NMR spectroscopy sits at an awkward intersection of chemistry and pattern recognition. To determine a molecule’s structure, a synthetic chemist collects a ¹H or ¹³C spectrum — a set of peaks at specific chemical shifts — and then reasons backward from peaks to structure. It is routinely time-consuming, requires training to do well, and is exactly the kind of task where software has historically helped at the forward direction (predict spectrum from structure) while leaving the inverse direction mostly to human expertise.
Anthropic’s research published today tested Claude Opus 4.7 on both directions using established NMR datasets. The numbers are worth taking seriously.
On forward prediction — given a molecular structure, predict where ¹H and ¹³C peaks appear — Opus 4.7 achieved average absolute errors of ±0.079 ppm for proton shifts and ±1.37 ppm for carbon shifts. Those figures match or exceed ChemDraw and MestReNova, two pieces of software that chemists pay for specifically because they are good at this. The more striking result is on multiplet prediction: all three Claude models predicted J-coupling sub-peak spacings to within 0.5 Hz roughly 80% of the time, compared to 26–35% for ChemDraw and MestReNova. That gap is large. J-coupling constants depend on the through-bond geometry between neighboring hydrogen atoms — they capture structural connectivity in a way that shift positions alone do not — and predicting them accurately is harder. The fact that a general-purpose LLM outperforms specialized software here suggests the model is doing genuine structural reasoning rather than simple lookup from training data.

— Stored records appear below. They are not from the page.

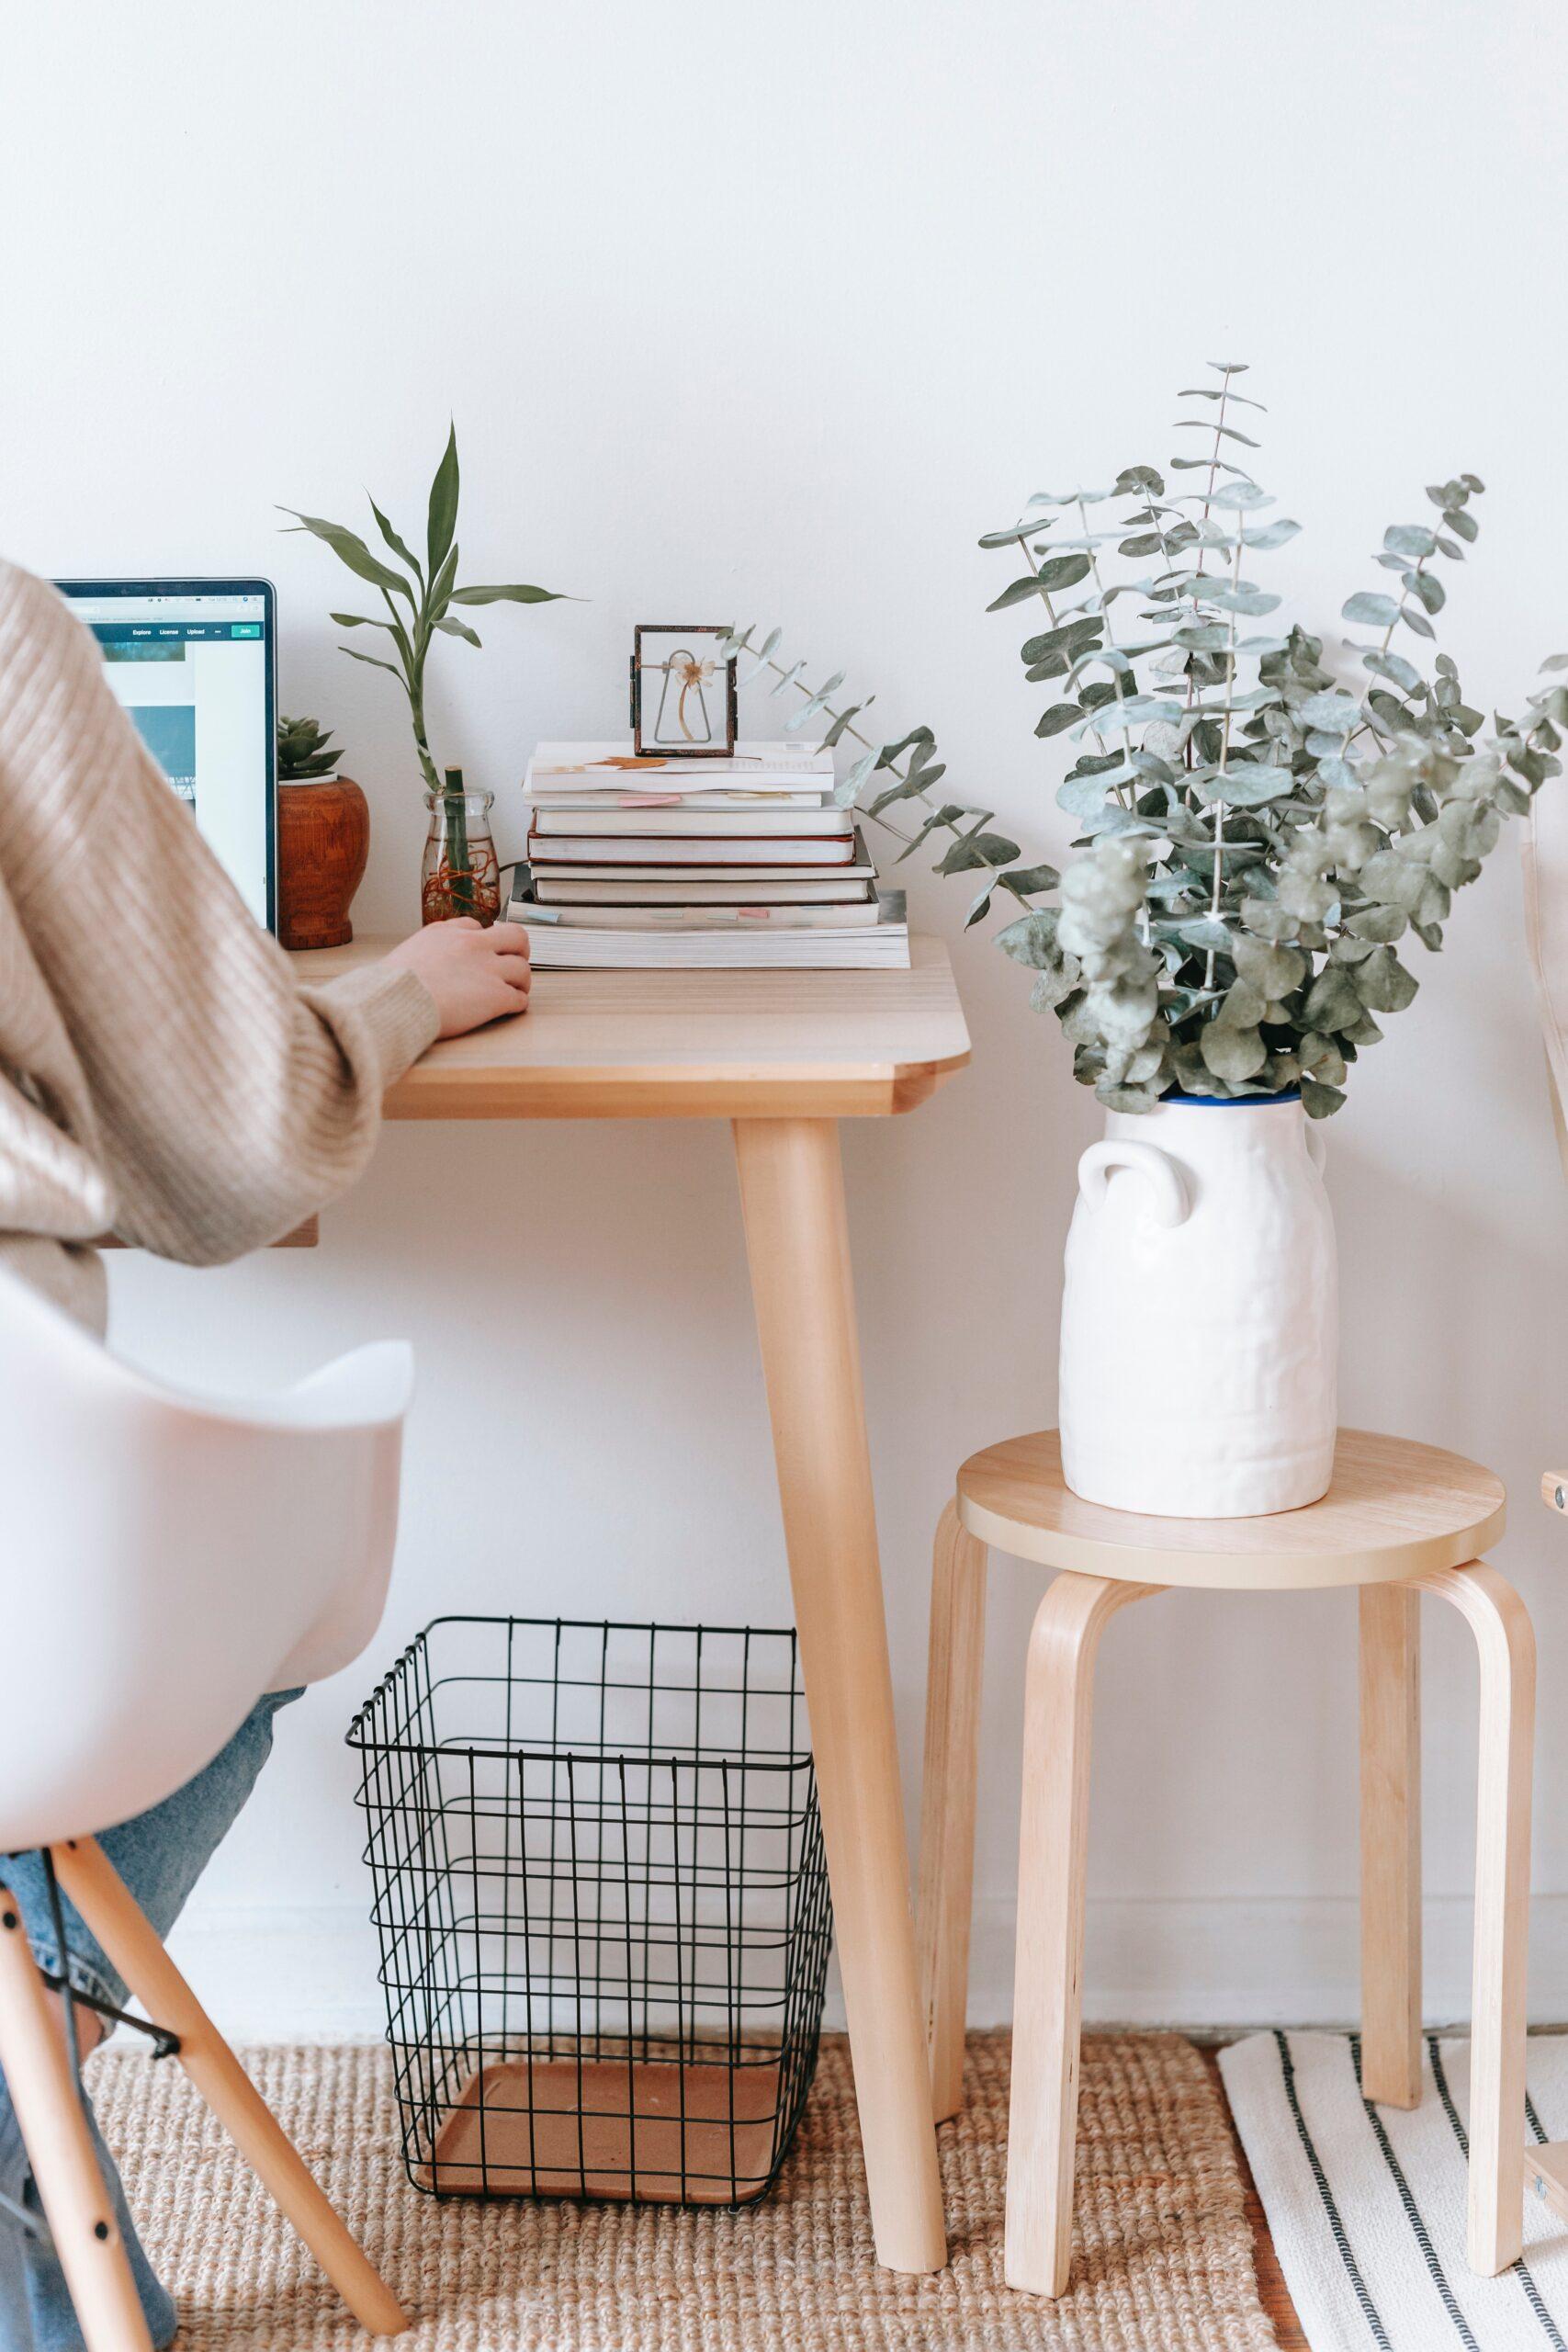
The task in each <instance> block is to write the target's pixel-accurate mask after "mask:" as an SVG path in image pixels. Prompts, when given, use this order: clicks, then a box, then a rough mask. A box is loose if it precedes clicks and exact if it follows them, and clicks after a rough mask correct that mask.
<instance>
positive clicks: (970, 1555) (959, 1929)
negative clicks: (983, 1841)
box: [917, 1503, 985, 2124]
mask: <svg viewBox="0 0 1568 2352" xmlns="http://www.w3.org/2000/svg"><path fill="white" fill-rule="evenodd" d="M983 1649H985V1545H983V1543H976V1538H973V1536H971V1534H969V1531H966V1529H964V1526H959V1515H957V1505H954V1503H947V1510H945V1512H943V1517H940V1524H938V1529H936V1555H933V1562H931V1665H929V1679H926V1766H924V1783H922V1799H919V1903H917V1922H919V1976H922V1990H924V1997H926V2049H929V2053H931V2100H933V2107H936V2122H938V2124H945V2122H947V2117H950V2114H957V2112H959V2107H961V2103H964V2020H966V2009H969V1917H971V1907H973V1877H976V1783H978V1771H980V1661H983Z"/></svg>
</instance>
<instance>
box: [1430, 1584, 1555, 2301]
mask: <svg viewBox="0 0 1568 2352" xmlns="http://www.w3.org/2000/svg"><path fill="white" fill-rule="evenodd" d="M1413 1583H1418V1585H1420V1590H1422V1592H1439V1595H1441V1597H1443V1599H1446V1602H1453V1604H1455V1609H1460V1611H1462V1613H1465V1618H1467V1621H1469V1630H1472V1632H1474V1637H1476V1649H1479V1653H1481V1757H1479V1766H1476V1952H1474V1990H1472V2009H1469V2234H1467V2253H1469V2267H1472V2270H1476V2272H1481V2277H1488V2279H1490V2277H1495V2274H1497V2272H1500V2270H1507V2267H1509V2263H1514V2260H1519V2246H1521V2239H1523V2164H1526V2157H1523V2133H1526V2112H1523V2060H1526V1957H1528V1929H1530V1752H1533V1745H1535V1632H1533V1628H1530V1616H1528V1611H1526V1604H1523V1602H1521V1599H1519V1595H1516V1592H1514V1588H1512V1585H1509V1583H1507V1578H1505V1576H1500V1573H1497V1569H1493V1566H1488V1562H1483V1559H1476V1562H1472V1566H1467V1569H1436V1571H1432V1573H1429V1576H1418V1578H1413Z"/></svg>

On structure elucidation — the inverse direction, from spectrum back to structure — Opus 4.7 recovered all eight simpler molecules correctly on every attempt. For the seven complex molecules (fused rings, spirocycles, with a starting-material hint provided), four were solved correctly on all three attempts; the remaining three were solved on two of three. Existing tools typically cannot perform this direction from 1D spectra without 2D NMR data, which requires additional experiments. Claude is doing it with 1D data alone.
The caveats are real. Anthropic designed this evaluation, and the test set sizes are small enough that variance matters — seven complex molecules is not a rigorous benchmark. The research should be read as “promising results suggesting this direction is worth pursuing” rather than “solved problem.” Dedicated NMR software like MestReNova is also optimized for shift prediction, not multiplet patterns; that is a place where its design priorities show, and Claude’s advantage may be specific to how the test was structured.
What makes this worth paying attention to is the category, not just the score. Chemistry tool access is one of those bottlenecks in lab-scale science: licenses are expensive, tools have steep learning curves, and interpretation requires expertise that not every lab member has. A model that can handle 1D NMR interpretation at quality parity with specialized software — and crucially can be asked follow-up questions, handle edge cases, and explain its reasoning — is genuinely useful in ways that existing software is not. The bidirectionality is the feature. Software can tell you what spectrum a molecule should produce. Claude can also look at a spectrum and suggest structures, and then discuss why.
Anthropic frames this as the beginning of a chemistry-focused science program, inviting research collaborators. The chemistry-specific prompt engineering and fine-tuning work that went into this evaluation is presumably ongoing. The immediate question is whether the structure elucidation results hold up on harder datasets with more diverse molecular scaffolds, and whether the approach works for ¹³C structure elucidation where coupling information is less available. The NMR case is a good argument for continued work. It is also a good example of how domain-specific evaluations — not generic benchmarks — are what actually tell you whether a model is useful for a real task.